Arrays in bash

Basics

In Bash, an array is a collection of values stored under a single variable name.

To explain its usage assume that we are working with 3 protein fasta files and want to perform an action on them, for example concatenate all three of them. To do this, we could store the names of all three files in an array and then use the array to then concatenate them into a single file.

We begin by creating three dummy files that contain some imaginary protein sequences:

# Create dummy files
echo ">protein1" > s1.faa
echo ">protein2" > s2.faa
echo ">protein3" > s3.faa

Next we store the names of these three files in an array by doing the following:

# Declare an empty array (the parenthesis tell BASH that we want to generate an array)
FASTA_FILES=()

# Append each individual file to the array using `+=`
for ID in s1 s2 s3; do
    FASTA_FILES+=("${ID}.faa")
done

Note, the above is the same as running the code below but just with a for-loop to be more effective. If you have not used for-loops before, have a look at this tutorial.

FASTA_FILES=() 

# Append the first file 
FASTA_FILES+=(s1.faa)

# Append the second file 
FASTA_FILES+=(s2.faa)

# Append the third file 
FASTA_FILES+=(s3.faa)

Now that we have generated the array, we might want to print its content. There are several ways to do this as shown below:

# Show what is in the array
## `[0]` accesses the first element in the array
## Bash is 0-indexed which is why the first element is 0 not 1
echo "First file: ${FASTA_FILES[0]}"

## `[@]` accesses all elements in the array
echo "All files: ${FASTA_FILES[@]}"

## Adding # before the variable name inside ${} counts the elements inside an array
echo "Number of files: ${#FASTA_FILES[@]}"

These commands return:

First file: s1.faa
All files: s1.faa s2.faa s3.faa
Number of files: 3

Next, we might want to use it in a command that takes as input a number of files. Note that the below is equivalent to cat s1.faa s2.faa s3.faa

# Use the array
cat "${FASTA_FILES[@]}"

Common bugs

When using arrays you need to be VERY precise with the used syntax. Just changing += to = creates a major issue that might be hard to detect on large files since the code still runs just incorrectly:

FASTA_FILES=()

# A common bug: files are not appended
for ID in s1 s2 s3; do
    FASTA_FILES=("${ID}.faa") # = replaces the array every iteration instead of appending
done

# Bash does not output an error here - it silently uses only the last value
echo "Files that will be used: ${FASTA_FILES[@]}"
cat "${FASTA_FILES[@]}"

Which produces:

Files that will be used: s3.faa
>protein3

Similarly you always want to declare an array using ( ). Failing to do so might also create unexpected behaviors.

Recommendations

We have seen how not using arrays correctly can very easily create a problematic result. It is therefore recommended to:

  1. Always verify your code. For example, always run echo ${FASTA_FILES[@]} to verify that the array contains the information you want
  2. Keep it simple. Often times you can replace an array with a simpler solution that often is also easier to debug. For the example here, a simple glob (a bash way to match multiple file names at once) would be the recommended alternative.
# Check all files are captured by the glob 
ls s*.faa

# Combine the files
cat s*.faa

The benefit of the code above is that a glob cannot silently exclude files the way an array can.

A note on GenAI-generated code: Arrays are a pattern that GenAI tools add frequently when code contains loops.
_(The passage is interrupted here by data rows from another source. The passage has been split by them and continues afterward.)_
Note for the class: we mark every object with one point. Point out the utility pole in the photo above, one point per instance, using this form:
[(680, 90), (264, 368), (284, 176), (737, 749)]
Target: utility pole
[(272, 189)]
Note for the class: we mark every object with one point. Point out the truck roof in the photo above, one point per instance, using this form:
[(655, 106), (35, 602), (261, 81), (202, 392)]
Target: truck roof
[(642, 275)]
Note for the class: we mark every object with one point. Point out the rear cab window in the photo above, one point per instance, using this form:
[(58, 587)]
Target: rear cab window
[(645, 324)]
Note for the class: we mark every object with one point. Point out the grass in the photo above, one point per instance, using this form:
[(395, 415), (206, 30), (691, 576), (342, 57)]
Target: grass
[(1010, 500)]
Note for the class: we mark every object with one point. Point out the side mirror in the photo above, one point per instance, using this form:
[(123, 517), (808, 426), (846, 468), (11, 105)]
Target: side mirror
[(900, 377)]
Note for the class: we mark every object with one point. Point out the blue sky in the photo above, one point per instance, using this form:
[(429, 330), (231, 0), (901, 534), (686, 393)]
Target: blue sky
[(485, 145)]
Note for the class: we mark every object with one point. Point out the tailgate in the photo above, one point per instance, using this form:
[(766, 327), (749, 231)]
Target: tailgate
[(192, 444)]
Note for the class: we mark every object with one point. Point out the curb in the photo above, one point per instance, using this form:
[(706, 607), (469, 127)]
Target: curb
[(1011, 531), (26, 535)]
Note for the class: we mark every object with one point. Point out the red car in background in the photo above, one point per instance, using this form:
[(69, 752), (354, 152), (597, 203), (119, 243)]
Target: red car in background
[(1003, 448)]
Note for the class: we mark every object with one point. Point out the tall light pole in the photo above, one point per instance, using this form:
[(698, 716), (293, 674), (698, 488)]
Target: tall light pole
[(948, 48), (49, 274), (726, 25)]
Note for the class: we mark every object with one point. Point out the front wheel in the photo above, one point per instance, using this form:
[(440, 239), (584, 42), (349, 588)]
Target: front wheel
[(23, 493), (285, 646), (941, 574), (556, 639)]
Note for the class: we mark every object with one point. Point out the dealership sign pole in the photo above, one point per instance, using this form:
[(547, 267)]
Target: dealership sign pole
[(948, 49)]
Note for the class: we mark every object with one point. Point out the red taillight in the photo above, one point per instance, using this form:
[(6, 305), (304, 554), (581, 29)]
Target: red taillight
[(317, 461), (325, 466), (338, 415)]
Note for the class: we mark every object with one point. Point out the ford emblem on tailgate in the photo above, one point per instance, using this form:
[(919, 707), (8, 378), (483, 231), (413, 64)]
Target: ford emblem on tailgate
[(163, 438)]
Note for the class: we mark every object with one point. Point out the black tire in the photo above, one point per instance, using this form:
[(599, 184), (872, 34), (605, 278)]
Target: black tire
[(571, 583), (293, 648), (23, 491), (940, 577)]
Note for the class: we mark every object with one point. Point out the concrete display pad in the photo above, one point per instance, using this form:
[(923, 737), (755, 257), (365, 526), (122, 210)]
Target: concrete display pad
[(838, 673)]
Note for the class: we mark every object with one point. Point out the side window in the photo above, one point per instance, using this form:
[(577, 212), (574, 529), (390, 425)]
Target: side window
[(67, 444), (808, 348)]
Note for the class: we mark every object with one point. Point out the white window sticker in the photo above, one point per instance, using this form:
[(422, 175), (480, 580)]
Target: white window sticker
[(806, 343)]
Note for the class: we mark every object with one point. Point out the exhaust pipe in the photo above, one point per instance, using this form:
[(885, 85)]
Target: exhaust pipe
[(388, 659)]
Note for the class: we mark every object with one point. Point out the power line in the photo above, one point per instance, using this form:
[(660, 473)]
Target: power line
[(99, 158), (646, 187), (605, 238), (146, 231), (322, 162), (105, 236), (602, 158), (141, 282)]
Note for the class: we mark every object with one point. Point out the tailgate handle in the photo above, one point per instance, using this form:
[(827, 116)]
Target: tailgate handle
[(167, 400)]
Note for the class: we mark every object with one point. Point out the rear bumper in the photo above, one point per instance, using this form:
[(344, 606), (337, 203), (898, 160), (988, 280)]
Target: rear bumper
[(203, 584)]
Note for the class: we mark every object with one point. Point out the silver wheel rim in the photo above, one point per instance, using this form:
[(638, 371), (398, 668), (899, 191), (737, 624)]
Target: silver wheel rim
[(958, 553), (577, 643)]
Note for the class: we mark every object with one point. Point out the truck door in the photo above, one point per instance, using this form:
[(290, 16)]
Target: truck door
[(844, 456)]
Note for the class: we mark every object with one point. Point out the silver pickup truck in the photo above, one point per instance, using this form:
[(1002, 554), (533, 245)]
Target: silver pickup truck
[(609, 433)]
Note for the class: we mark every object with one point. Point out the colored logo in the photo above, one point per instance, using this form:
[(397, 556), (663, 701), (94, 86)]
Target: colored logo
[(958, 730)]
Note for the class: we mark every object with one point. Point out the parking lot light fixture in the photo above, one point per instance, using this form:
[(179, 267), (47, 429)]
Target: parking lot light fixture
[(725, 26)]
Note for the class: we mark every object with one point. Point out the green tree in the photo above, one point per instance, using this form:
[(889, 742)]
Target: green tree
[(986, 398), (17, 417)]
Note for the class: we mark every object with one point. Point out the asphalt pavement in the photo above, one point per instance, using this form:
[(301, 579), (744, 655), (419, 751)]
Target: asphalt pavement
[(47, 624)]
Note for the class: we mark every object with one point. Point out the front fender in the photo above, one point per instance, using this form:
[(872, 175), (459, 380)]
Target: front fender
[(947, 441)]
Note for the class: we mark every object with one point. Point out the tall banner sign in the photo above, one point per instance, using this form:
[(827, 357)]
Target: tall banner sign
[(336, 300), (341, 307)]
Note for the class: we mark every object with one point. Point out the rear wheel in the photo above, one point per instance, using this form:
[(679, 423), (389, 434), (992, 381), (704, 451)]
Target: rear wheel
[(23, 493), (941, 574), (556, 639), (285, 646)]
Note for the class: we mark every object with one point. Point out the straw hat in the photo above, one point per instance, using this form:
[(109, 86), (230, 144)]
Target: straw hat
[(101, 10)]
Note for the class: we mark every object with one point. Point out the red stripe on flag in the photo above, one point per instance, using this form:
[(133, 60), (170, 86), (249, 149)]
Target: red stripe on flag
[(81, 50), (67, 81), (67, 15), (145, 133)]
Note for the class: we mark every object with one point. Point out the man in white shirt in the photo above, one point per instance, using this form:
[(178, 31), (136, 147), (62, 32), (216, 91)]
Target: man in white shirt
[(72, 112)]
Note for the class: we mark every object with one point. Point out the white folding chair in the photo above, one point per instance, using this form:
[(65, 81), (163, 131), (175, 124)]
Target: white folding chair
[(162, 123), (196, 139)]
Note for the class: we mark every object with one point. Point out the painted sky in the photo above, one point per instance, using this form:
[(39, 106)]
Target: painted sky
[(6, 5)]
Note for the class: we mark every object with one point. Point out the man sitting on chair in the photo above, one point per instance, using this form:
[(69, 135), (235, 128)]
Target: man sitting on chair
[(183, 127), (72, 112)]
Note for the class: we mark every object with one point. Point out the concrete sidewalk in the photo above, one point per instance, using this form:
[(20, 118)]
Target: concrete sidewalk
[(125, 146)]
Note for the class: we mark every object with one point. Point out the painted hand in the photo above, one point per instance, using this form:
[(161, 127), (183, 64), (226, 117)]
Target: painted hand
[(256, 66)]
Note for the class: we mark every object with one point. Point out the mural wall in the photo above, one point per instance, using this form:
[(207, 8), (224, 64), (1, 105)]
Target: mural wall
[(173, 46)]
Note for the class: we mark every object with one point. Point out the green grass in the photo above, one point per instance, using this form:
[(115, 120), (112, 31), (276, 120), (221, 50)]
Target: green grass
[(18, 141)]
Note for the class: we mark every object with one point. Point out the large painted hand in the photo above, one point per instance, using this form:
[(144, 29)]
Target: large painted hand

That is because for production level code arrays are useful when files do not share a common path or naming pattern. In bioinformatics workflows however, input files are almost always generated by a previous step in a task-specific folder. This means that a glob should be sufficient in most cases. If you encounter an array in GenAI-generated code, always check if a glob can be used instead.